Sudan’s President Omar Hassan al-Bashir leads a group of political and military leaders that is clearly responsible for the serious and large-scale crimes committed daily against Sudanese citizens in Darfur. But the decision to seek an international arrest warrant against al-Bashir is likely to do more harm than good.

Those who follow events in Darfur closely know very well that Sudan’s President Omar Hassan al-Bashir leads a group of political and military leaders responsible for the serious and large-scale crimes against Sudanese citizens that the country’s military forces, with the assistance of paramilitary groups and militias, commit every day in the region. These citizens are guilty only of belonging to the three tribes (Fur, Masalit, and Zaghawa) that spawned the rebels who took up arms against the government a few years ago.

Any step designed to hold Sudan’s leaders accountable for their crimes is therefore most welcome.

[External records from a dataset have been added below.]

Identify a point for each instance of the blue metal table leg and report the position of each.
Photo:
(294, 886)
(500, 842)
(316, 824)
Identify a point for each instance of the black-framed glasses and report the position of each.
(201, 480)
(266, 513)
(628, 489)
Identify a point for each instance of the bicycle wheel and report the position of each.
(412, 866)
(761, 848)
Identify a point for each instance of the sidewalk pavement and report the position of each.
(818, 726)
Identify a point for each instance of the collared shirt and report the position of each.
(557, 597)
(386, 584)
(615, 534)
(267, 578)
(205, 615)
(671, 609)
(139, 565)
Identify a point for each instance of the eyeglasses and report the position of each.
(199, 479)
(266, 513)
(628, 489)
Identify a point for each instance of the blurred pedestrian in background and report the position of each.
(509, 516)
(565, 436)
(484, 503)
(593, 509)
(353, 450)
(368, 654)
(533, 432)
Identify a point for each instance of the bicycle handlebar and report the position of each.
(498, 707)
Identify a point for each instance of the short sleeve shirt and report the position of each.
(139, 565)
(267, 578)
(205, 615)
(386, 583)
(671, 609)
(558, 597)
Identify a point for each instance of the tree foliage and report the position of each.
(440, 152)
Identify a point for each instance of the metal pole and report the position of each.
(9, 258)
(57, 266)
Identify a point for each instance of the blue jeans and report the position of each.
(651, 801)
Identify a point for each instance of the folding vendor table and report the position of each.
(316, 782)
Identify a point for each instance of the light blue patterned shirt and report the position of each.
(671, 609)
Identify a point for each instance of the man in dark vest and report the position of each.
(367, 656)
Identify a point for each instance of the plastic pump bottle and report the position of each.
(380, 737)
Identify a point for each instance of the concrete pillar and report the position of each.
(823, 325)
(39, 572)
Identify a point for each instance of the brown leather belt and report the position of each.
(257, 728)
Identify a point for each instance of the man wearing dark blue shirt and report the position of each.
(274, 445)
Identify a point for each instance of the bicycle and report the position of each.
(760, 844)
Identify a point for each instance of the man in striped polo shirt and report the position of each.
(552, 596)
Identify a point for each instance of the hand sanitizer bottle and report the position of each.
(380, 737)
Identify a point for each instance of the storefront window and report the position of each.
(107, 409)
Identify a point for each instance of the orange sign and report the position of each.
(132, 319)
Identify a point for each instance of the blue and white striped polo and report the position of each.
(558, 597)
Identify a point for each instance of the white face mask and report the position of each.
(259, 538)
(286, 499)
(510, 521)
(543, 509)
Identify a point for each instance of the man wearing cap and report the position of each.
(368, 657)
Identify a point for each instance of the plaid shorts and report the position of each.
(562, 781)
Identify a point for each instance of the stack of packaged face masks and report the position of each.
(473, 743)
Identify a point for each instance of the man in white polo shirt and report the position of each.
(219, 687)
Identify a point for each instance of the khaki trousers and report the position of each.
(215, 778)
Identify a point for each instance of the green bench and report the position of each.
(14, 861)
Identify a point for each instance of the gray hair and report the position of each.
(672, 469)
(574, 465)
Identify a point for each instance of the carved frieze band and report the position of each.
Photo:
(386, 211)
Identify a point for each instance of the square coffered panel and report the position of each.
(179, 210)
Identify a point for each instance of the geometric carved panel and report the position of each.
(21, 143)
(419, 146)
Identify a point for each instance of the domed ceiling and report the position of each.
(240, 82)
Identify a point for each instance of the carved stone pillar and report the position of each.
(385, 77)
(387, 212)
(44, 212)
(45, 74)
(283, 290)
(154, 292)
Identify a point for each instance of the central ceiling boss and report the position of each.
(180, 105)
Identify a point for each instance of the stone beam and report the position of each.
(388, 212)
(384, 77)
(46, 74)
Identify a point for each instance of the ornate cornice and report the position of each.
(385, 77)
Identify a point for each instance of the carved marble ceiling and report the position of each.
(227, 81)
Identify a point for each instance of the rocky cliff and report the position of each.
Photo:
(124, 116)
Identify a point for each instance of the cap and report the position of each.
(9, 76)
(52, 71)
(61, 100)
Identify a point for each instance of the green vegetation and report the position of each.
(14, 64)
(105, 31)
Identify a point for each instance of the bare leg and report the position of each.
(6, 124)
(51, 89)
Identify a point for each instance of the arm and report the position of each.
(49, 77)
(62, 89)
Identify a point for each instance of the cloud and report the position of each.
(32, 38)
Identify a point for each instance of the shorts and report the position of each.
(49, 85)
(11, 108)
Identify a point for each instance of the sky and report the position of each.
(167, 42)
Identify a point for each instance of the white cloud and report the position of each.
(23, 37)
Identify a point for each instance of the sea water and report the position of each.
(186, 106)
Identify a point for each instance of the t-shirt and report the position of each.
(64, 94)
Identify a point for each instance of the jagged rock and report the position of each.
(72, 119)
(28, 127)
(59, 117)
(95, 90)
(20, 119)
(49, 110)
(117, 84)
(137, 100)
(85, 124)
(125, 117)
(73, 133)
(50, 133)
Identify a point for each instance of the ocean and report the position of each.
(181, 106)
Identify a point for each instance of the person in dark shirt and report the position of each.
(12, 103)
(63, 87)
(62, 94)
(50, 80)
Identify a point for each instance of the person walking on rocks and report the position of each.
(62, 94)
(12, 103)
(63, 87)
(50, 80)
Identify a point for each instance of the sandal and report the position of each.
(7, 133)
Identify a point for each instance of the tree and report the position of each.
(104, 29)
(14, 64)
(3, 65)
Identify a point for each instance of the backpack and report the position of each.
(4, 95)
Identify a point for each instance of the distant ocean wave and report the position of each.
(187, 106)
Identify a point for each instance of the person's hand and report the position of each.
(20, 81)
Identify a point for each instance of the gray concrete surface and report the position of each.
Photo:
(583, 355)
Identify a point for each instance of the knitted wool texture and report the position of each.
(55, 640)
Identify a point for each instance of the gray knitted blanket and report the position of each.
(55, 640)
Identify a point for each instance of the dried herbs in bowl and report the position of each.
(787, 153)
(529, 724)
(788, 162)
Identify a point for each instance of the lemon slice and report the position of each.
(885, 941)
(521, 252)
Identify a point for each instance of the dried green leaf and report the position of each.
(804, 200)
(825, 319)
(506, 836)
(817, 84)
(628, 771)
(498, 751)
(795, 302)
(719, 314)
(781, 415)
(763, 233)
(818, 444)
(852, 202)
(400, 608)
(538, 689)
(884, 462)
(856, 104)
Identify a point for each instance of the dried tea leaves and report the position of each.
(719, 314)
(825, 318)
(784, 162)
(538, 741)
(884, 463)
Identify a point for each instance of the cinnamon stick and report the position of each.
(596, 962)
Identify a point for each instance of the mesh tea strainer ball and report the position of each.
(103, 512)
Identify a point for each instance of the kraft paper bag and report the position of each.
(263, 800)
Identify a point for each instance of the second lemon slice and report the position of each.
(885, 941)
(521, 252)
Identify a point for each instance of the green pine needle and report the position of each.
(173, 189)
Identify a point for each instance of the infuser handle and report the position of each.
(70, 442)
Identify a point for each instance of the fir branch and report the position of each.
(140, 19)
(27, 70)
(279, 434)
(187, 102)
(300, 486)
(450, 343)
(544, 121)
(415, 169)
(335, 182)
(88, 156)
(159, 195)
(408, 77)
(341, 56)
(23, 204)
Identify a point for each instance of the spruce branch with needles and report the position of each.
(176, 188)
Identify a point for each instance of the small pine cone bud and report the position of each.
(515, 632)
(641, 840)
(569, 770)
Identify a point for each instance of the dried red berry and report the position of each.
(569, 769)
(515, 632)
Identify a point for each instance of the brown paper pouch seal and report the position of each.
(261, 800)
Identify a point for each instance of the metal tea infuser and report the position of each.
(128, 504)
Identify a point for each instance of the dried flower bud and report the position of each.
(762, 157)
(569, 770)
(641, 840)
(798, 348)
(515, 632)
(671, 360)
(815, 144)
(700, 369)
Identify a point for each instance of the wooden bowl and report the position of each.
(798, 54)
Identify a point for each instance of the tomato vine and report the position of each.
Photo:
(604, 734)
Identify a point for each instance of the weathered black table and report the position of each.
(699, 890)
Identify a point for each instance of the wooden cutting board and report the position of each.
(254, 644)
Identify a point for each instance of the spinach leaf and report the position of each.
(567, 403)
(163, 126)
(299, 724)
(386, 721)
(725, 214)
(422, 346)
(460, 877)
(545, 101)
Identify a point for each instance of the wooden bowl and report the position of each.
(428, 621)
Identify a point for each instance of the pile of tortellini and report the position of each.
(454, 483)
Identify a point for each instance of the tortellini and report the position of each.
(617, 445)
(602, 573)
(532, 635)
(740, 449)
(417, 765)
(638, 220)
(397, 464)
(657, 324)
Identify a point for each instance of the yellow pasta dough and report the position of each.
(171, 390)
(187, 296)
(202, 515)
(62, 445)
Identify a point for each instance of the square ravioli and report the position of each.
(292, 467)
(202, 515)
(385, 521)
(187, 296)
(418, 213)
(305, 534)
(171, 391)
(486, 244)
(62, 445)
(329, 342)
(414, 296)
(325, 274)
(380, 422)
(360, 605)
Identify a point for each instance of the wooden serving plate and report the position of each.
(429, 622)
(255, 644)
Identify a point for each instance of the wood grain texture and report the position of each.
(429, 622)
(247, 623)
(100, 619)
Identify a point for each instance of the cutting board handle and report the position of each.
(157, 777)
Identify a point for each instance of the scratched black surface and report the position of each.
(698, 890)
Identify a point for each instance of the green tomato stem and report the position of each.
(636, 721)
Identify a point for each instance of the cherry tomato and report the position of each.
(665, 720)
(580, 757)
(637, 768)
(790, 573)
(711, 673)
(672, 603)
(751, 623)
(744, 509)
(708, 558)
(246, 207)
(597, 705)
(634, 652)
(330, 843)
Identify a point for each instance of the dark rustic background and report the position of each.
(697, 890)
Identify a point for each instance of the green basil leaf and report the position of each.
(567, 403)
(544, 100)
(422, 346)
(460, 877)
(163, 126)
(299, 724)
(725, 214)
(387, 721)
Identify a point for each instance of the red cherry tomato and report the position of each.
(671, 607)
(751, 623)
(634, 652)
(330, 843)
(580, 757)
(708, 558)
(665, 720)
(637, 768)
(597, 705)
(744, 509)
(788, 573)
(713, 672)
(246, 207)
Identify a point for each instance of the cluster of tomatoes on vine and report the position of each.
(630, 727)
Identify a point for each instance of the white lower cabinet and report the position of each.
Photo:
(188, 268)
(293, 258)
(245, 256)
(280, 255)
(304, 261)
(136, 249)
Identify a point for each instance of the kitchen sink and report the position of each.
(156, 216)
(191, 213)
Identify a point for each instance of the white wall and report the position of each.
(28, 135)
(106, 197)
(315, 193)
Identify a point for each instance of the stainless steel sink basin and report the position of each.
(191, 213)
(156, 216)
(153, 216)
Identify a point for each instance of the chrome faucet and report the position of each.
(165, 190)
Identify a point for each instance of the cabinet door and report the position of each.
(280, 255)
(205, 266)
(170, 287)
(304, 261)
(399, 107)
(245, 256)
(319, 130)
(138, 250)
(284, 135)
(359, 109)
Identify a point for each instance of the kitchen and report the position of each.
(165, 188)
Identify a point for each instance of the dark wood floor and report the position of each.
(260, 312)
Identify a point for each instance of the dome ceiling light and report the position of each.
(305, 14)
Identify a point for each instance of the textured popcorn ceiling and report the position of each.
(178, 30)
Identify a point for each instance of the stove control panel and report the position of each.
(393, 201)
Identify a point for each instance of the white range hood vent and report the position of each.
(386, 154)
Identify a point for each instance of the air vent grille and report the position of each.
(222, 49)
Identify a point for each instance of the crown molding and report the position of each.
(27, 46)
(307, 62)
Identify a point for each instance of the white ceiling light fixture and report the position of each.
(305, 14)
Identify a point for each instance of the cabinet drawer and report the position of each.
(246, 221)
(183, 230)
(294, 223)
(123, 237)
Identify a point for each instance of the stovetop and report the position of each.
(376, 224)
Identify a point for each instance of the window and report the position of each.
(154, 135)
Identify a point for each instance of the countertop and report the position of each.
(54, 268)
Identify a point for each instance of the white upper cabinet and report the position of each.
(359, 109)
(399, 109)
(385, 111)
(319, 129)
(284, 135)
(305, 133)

Nevertheless, the decision of Luis Moreno-Ocampo, the Prosecutor of the International Criminal Court, to request an arrest warrant against al-Bashir is puzzling, for three reasons.

First, if Moreno-Ocampo intended to pursue the goal of having al-Bashir arrested, he might have issued a sealed request and asked the ICC’s judges to issue a sealed arrest warrant, to be made public only once al-Bashir traveled abroad. The Court’s jurisdiction over the crimes in Darfur has been established pursuant to a binding decision of the United Nations Security Council, which means that even states that are not parties to the ICC statute must execute the Court’s orders and warrants. Having instead made the request for a warrant public, al-Bashir – assuming the judges uphold the request – can simply refrain from traveling abroad and thus avoid arrest.